4.2. Degree of Consensus
In sensor network estimation, it is very important that the estimation of all nodes is consistent. According to
Section 3, Algorithm 6 has a lower estimation variance and a higher degree of consensus. It can be seen from
Table 1 and
Table 2 that the variance has a certain correlation with estimation error. Therefore, it can be considered that the reduction of error reduces the estimation dispersion range and the variance of Algorithm 6. Similarly, because the error converges faster, the consensus convergence rate is also faster. The advantage of the degree of consensus is small in the case of a small
Q; this also means that Algorithm 6 is good at estimating unknown models and maneuvering states.
4.3. Communication Requirement
There are a large number of low-cost sensor networks with low communication bandwidths. For this kind of sensor network, the communication bandwidth requirement of the distributed filter algorithm has to be considered. From
Section 3, we know that the communication traffic of Algorithm 6 is competitive against other distributed algorithms.
As with the communication bandwidth, communication frequency is limited for low-cost sensor networks. Some algorithms must satisfy a certain number of communications in order to receive global information and maintain a certain accuracy. When the number of communications is 1 Hz, Algorithm 6 can still guarantee that every node obtains global information.

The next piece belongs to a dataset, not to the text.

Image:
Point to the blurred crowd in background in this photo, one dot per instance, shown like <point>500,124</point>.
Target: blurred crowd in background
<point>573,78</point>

When the communication frequency is less than 1 Hz, Algorithm 6 can still guarantee that every node obtains global information by combining measurements. In short, at a low communication frequency, as long as the communication frequency is greater than 0 Hz, Algorithm 6 can obtain better accuracy than some algorithms that must run in a certain communication frequency. This communication frequency requirement is also the advantage of diffusion-based algorithms, and thus we apply the diffusion-based algorithm and optimize it.
4.4. Applicability to Different Topologies
Theorem 2 assumes that the topology of the sensor network is an acyclic graph (tree graph). In fact, Algorithm 6 can also be applied to cyclic graphs. For sensor networks with a cyclic path, we can apply the spanning tree algorithm to convert a cyclic graph to an acyclic graph before applying Algorithm 6. Without doubt, this increases the complexity of Algorithm 6, which is also one of the limitations of Algorithm 6. Next, we can study this aspect and time-varying sensor networks.
4.5. Robustness to Local Unobservability
In some cases, some nodes miss the target but other nodes detect the target. The weight of the nodes that miss the target can be considered to be 0. At this moment, Assumption 1 still holds. Since Theorem 2 is independent of the node weight, Algorithm 6 still guarantees that Theorem 2 holds. Therefore, Algorithm 6 is robust to local unobservability and is suitable for wider sensor networks.